In [1]:
import os
import pandas as pd
from torch import Generator
from torch.utils.data import DataLoader, RandomSampler
# transformer
from transformers.optimization import AdamW, SchedulerType
# peft
from peft import LoraConfig, TaskType
# native
from NlpAnalytics import *

  from .autonotebook import tqdm as notebook_tqdm


In [2]:
USE_LORA = False
GENERATOR = Generator().manual_seed(42)
PATH = 'NlpAnalytics/data/dummy_data'

In [3]:
###  Data Loader
# get tokenizer
tokenizer = BertLoader(load_tokenizer=True).tokenizer
# create DatasetNLP
train_sup_ds = DatasetNLP(input_df=pd.read_csv(os.path.join(PATH, "sup_train.csv")), tokenizer=tokenizer, cols_label=['label'])
train_unsup_ds = DatasetNLP(input_df=pd.read_csv(os.path.join(PATH, "unsup_train.csv"))[:16], tokenizer=tokenizer, cols_to_tokenize=['orig_text', 'aug_text'])
test_ds = DatasetNLP(input_df=pd.read_csv(os.path.join(PATH, "sup_test.csv"))[:16], tokenizer=tokenizer, cols_to_tokenize=['text'], cols_label=['label'])
# assemble data loader
datamodeler = {
    DataLoaderType.TRAINING: DataLoader(train_sup_ds, sampler=RandomSampler(train_sup_ds, generator=GENERATOR), batch_size=8),
    DataLoaderType.TRAINING_UNLABELED: DataLoader(train_unsup_ds, sampler=RandomSampler(train_unsup_ds, generator=GENERATOR), batch_size=8),
    DataLoaderType.VALIDATION: DataLoader(test_ds, sampler=RandomSampler(test_ds, generator=GENERATOR), batch_size=8)}



In [4]:
### Model & Optimization
num_labels = 2
# it has to be NATIVE one not HF [TODO: make it compatible with _HF]
loader = BertClassifierLoader(ClassifierType.BERT_CLASSIFIER, "bert-base-uncased", num_labels, 0.1)

In [5]:
### Optimizer set up
if not USE_LORA:
    optimizer = AdamNLP.newNLPAdam(loader.model, {'embeddings':True, 'encoder': 9}, lr = 0.0005)
    model = optimizer.get_model_transformed()
else:
    lora_config = LoraConfig(task_type=TaskType.SEQ_CLS,target_modules=["query", "key", "value"], r=1, lora_alpha=1, lora_dropout=0.1)
    optimizer = AdamNLP.newNLPAdam_LORA(loader.model, lora_config)
    model = optimizer.get_model_transformed()
# aux model
aux_model = MultiLabelClassifier(model.bert.config.hidden_size, num_labels)
aux_optimizer = AdamW(aux_model.parameters(), lr=0.0005)



In [6]:
### Training
trainer = TrainerMixAndMatch(model, aux_model, datamodeler, optimizer, aux_optimizer)
trainer.train(2, schedule_type = SchedulerType.CONSTANT, save_model_freq=1)

huggingface/tokenizers: The current process just got forked, after parallelism has already been used.

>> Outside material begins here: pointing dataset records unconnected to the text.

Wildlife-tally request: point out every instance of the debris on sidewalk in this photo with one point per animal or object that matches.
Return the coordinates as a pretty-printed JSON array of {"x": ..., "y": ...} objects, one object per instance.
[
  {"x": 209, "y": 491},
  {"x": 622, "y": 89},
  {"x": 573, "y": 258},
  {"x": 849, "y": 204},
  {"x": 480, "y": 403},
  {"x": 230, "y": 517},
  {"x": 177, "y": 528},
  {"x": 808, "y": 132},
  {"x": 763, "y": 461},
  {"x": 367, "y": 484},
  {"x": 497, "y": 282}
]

Disabling parallelism to avoid deadlocks...
	- Avoid using `tokenizers` before the fork if possible
	- Explicitly set the environment variable TOKENIZERS_PARALLELISM=(true | false)
Epoch:   0%|          | 0/2 [00:00<?, ?it/s]

For epoch 1, the mean sup loss is: 0.6774942278862, and accuracy is: 0.625.
Validation accuracy is: 0.0.



Epoch:  50%|█████     | 1/2 [00:02<00:02,  2.09s/it]

For epoch 2, the mean sup loss is: 1.2225176095962524, and accuracy is: 0.5.
Validation accuracy is: 0.0.



Epoch: 100%|██████████| 2/2 [00:04<00:00,  2.07s/it]